On Tuesday, 11 biomedical projects from across the state of Michigan were selected as recipients of the Innovation Hub awards. Fast Forward Medical Innovation, a unit within the Medical School’s Office of Research at the University of Michigan, grants the awards. More than $1.8 million in total has been allocated to health-related research projects statewide, ranging from automated brain tumor diagnosis using convolutional neural networks to reversing synchronized circuitry to treat tinnitus in humans.
The awards are funded by the Michigan Translational Research and Commercialization for Life Sciences Innovation Hub, which is managed by Fast Forward Medical Innovation and funded by the University and the Michigan Economic Development Corporation.
The MTRAC Innovation Hub began solely as a University program in 2014 but has since expanded to the entire state of Michigan. It has an operating budget of over $4 million.
One project which was granted the award is a University research team led by Susan Shore, a professor within the University’s Department of Otolaryngology-Head and Neck Surgery. The team is developing a device to treat tinnitus, a condition that causes a ringing in the ears and affects 15 percent of Americans.

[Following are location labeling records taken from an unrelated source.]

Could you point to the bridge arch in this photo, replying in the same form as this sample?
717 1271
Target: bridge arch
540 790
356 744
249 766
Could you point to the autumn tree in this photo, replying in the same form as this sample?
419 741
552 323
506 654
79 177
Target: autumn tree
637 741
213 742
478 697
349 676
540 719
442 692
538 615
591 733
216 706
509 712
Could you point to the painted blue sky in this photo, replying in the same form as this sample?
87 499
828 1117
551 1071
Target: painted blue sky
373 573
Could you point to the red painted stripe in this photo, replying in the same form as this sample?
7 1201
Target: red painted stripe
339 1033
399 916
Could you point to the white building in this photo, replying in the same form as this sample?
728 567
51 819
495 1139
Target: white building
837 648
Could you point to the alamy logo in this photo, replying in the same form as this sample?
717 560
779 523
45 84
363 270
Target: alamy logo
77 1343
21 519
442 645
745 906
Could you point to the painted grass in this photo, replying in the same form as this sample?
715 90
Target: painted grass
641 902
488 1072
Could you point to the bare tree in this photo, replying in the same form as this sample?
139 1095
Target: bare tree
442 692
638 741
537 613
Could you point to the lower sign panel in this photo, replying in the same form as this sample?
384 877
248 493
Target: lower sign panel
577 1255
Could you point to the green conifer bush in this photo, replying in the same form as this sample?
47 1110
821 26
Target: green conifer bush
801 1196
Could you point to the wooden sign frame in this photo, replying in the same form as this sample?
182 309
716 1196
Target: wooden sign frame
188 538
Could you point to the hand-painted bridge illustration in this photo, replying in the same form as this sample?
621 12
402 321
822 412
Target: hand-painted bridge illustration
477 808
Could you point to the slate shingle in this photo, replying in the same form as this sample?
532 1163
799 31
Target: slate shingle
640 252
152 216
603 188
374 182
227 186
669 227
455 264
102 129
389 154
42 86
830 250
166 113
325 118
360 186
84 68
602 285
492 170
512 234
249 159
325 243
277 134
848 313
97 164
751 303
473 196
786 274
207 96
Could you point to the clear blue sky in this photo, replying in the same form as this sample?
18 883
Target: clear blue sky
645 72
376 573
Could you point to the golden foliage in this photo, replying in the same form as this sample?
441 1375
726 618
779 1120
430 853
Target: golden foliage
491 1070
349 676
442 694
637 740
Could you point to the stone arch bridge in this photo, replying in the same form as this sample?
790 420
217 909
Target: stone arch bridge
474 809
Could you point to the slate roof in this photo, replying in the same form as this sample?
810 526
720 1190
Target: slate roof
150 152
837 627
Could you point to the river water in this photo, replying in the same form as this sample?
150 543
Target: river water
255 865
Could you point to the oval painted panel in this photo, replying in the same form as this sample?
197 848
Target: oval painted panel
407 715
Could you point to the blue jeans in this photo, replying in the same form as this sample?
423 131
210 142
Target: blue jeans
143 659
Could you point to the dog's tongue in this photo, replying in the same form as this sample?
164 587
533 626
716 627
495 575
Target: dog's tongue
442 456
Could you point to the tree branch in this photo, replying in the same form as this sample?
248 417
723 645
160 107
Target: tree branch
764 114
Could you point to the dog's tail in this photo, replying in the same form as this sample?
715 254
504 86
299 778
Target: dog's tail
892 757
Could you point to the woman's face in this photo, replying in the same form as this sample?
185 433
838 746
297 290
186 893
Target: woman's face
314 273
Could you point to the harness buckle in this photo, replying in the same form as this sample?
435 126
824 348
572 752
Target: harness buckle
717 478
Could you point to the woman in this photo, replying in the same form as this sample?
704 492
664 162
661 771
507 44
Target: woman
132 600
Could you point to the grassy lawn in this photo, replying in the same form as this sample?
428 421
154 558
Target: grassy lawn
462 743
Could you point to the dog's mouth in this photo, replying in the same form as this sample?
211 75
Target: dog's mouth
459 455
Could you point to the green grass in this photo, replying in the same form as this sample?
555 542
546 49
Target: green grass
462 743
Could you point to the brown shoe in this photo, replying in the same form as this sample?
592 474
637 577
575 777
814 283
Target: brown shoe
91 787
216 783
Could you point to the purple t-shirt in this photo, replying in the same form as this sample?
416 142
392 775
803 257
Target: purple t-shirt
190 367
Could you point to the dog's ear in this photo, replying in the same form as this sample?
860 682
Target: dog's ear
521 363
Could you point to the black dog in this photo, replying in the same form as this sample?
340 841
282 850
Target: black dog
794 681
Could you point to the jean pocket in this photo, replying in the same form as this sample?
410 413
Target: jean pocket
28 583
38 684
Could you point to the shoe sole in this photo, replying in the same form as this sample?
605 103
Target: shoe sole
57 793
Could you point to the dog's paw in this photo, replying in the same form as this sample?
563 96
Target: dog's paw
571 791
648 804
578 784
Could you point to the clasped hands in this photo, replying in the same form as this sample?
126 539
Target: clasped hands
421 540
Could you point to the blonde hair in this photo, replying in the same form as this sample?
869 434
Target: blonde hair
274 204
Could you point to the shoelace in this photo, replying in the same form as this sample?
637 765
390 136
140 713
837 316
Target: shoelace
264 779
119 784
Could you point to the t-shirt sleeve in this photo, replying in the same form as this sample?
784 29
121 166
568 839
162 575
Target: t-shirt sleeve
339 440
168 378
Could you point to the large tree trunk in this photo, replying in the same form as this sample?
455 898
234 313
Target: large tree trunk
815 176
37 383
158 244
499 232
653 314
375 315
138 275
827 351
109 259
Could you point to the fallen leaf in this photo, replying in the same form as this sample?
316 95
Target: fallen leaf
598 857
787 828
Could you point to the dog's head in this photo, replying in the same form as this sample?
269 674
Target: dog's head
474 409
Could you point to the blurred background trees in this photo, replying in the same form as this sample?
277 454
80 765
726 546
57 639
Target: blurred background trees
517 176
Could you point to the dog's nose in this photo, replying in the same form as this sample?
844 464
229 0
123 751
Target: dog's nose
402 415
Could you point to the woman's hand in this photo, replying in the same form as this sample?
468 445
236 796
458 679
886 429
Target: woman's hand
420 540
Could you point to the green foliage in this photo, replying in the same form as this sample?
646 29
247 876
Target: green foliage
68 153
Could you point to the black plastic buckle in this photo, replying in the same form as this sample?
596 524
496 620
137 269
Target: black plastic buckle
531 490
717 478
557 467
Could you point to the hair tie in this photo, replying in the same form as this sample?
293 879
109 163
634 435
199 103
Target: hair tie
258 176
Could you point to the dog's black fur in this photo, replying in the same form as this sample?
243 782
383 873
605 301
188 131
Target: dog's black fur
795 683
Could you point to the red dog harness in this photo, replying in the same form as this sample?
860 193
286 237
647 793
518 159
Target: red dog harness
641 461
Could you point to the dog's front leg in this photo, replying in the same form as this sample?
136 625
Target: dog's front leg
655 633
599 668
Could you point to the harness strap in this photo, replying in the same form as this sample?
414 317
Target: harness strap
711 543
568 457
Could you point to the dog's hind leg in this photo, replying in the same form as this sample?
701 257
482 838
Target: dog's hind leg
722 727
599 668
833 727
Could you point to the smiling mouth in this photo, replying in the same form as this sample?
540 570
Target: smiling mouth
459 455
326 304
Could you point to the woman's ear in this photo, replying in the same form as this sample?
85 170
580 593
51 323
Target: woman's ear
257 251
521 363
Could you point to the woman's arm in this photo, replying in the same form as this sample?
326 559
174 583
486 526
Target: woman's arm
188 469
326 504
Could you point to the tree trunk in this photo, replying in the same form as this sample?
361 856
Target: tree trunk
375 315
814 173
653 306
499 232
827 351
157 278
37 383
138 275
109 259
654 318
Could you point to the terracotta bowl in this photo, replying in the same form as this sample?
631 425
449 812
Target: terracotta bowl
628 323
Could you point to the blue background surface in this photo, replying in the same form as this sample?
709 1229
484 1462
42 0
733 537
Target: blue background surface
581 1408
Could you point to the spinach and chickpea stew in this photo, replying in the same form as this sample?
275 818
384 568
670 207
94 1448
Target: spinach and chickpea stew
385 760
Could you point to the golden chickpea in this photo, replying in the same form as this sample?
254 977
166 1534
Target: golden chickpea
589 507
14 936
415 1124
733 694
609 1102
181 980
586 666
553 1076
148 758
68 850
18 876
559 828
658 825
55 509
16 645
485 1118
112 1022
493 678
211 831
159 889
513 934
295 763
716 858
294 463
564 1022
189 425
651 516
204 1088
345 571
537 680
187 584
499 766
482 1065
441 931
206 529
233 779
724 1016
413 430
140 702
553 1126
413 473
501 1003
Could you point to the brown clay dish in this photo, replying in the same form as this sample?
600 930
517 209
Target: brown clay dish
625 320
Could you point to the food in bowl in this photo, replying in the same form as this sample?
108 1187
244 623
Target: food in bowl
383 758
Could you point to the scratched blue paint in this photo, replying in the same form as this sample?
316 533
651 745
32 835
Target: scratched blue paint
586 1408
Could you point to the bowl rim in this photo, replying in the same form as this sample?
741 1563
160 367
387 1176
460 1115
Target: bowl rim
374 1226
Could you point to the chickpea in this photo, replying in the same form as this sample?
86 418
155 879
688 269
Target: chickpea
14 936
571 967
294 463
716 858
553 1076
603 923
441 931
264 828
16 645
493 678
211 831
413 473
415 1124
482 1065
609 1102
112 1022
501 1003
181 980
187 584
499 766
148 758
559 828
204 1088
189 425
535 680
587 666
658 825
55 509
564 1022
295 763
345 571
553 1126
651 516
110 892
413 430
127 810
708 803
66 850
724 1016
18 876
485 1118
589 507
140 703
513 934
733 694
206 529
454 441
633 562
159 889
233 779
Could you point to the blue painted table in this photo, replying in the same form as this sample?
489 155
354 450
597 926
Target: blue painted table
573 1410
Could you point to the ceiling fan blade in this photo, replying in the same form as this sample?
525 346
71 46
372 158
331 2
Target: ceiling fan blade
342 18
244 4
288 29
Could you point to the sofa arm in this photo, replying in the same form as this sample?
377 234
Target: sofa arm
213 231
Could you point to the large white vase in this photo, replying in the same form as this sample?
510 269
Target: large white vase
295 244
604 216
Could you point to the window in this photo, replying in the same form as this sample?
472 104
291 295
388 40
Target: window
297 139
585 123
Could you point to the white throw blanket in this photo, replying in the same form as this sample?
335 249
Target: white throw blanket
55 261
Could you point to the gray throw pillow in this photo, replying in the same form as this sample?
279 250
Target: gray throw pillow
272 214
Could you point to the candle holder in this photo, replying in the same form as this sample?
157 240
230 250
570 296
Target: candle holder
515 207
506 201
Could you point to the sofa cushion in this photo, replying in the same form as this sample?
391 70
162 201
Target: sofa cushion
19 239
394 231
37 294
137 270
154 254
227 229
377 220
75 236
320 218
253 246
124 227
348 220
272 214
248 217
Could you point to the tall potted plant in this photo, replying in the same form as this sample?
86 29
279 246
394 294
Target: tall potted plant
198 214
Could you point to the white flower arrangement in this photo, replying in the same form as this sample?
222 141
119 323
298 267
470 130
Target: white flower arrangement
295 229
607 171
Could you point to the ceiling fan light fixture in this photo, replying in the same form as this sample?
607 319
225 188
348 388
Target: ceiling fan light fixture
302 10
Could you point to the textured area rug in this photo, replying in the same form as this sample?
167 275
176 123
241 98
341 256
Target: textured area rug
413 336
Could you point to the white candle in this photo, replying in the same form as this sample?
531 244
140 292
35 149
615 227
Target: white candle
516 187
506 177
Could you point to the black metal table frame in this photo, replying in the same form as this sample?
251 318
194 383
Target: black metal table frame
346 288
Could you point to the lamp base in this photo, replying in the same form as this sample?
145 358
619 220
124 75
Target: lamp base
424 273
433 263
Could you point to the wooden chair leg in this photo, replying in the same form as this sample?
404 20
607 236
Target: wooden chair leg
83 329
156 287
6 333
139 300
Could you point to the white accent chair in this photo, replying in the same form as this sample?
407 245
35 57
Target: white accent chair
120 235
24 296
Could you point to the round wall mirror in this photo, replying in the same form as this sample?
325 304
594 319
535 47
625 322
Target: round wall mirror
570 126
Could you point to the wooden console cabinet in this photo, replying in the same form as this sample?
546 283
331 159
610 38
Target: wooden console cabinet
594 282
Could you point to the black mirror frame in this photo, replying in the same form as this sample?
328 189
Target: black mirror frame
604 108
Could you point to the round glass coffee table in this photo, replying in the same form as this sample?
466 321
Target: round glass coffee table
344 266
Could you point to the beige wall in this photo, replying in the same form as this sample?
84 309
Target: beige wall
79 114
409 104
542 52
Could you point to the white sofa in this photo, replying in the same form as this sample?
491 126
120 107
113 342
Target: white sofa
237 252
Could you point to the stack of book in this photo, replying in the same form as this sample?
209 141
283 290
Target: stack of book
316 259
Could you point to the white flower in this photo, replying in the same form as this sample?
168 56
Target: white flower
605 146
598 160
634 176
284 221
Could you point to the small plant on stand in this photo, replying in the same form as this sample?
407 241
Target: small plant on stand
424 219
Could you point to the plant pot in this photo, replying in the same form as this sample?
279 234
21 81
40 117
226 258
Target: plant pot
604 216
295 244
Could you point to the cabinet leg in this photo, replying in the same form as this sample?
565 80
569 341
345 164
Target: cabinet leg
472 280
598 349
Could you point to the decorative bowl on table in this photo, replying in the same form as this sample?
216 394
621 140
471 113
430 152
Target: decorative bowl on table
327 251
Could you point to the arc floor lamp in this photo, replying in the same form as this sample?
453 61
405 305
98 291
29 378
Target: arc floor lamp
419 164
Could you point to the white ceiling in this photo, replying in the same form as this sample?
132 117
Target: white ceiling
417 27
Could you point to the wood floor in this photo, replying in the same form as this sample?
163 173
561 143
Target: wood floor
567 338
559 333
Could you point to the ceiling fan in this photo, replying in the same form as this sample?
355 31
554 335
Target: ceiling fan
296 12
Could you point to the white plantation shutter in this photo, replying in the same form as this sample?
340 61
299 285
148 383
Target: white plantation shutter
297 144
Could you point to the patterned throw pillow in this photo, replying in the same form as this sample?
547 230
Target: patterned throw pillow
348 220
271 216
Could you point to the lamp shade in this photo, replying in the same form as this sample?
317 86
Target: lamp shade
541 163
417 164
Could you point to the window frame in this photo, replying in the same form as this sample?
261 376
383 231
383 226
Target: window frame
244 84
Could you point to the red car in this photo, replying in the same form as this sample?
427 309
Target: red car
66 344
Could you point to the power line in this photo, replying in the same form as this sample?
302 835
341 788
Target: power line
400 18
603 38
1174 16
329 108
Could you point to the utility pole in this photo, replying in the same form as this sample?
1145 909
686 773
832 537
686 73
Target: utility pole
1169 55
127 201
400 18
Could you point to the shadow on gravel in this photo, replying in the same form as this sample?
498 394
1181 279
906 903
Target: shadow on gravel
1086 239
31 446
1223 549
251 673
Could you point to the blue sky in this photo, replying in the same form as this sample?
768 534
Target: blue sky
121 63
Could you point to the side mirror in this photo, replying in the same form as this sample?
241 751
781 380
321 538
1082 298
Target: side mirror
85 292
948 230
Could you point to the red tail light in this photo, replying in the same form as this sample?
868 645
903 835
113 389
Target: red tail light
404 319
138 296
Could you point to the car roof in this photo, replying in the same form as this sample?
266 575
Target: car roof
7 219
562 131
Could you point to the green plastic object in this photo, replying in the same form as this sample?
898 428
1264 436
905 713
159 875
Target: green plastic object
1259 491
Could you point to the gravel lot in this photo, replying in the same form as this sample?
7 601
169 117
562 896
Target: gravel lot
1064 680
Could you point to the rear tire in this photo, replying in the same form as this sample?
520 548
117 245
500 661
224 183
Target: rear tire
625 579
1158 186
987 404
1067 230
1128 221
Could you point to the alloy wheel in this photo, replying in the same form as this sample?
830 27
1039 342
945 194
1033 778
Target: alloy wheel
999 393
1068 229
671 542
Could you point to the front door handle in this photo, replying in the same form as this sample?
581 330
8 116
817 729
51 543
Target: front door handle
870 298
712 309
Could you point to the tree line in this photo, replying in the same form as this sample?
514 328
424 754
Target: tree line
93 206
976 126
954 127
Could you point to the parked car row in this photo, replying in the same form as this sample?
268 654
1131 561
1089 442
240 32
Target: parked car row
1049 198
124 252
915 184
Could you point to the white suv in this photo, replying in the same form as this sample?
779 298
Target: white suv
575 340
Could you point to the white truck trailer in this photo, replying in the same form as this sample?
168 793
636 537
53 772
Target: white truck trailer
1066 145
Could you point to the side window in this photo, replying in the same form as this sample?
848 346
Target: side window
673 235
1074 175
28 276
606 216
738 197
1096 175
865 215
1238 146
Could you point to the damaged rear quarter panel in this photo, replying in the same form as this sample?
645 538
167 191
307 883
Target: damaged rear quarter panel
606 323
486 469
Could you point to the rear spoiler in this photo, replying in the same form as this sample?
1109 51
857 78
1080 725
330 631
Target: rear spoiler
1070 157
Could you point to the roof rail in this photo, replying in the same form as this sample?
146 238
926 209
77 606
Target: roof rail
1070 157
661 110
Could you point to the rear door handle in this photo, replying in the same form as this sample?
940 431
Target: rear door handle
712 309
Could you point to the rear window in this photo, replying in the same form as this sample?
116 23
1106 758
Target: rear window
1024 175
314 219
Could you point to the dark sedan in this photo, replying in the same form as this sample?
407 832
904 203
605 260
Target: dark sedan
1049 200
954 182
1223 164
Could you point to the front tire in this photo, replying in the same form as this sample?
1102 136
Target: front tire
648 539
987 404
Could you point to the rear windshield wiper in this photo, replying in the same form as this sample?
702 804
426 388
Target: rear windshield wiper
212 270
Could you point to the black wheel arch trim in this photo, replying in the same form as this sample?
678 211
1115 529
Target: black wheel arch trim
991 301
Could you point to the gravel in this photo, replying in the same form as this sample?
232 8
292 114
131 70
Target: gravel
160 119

They have conducted successful trials on guinea pigs and are starting to work with humans.
“This tells us a lot about how the circuitry in the brain changes after noise damage and tells us how the auditory system works in general, so that can end up helping other kinds of hearing disorders as well,” Shore said in January.
Howard Petty, a professor of Ophthalmology and Visual Sciences, is another recipient of the Innovation Hub award. Petty is the principal investigator of a University research team working to improve ocular cancer therapy with semiconducting nanoparticles.
“In our preliminary studies, we have a couple papers on this. We have developed nanoparticles that generate toxins and what we can do is we can inject them into the eye and the nanoparticles have been developed so we can target the tumor cells in the eye,” Petty said.
In the future, Petty said he wants to make the drug available to human patients.
“What we’re going to be able to do with the money is get enough publications and data that if it works well in treating mice, we’ll be able to use it as an investigational drug,” Petty said. “The goal is to try to make this available to patients, and this will provide us, between fundamental research and clinical research, it will help us cross that gap.”
In early January, the finalists – whose initial proposals were due in September – gathered in downtown Ann Arbor to present their project proposals at the annual meeting of the external MTRAC oversight committee.
Those selected, spanning as far as Michigan Technological University to the University, received individual awards ranging from $75,000 to $250,000 with the goal of helping their products, which are already partially developed, reach the market and help patients as soon as possible.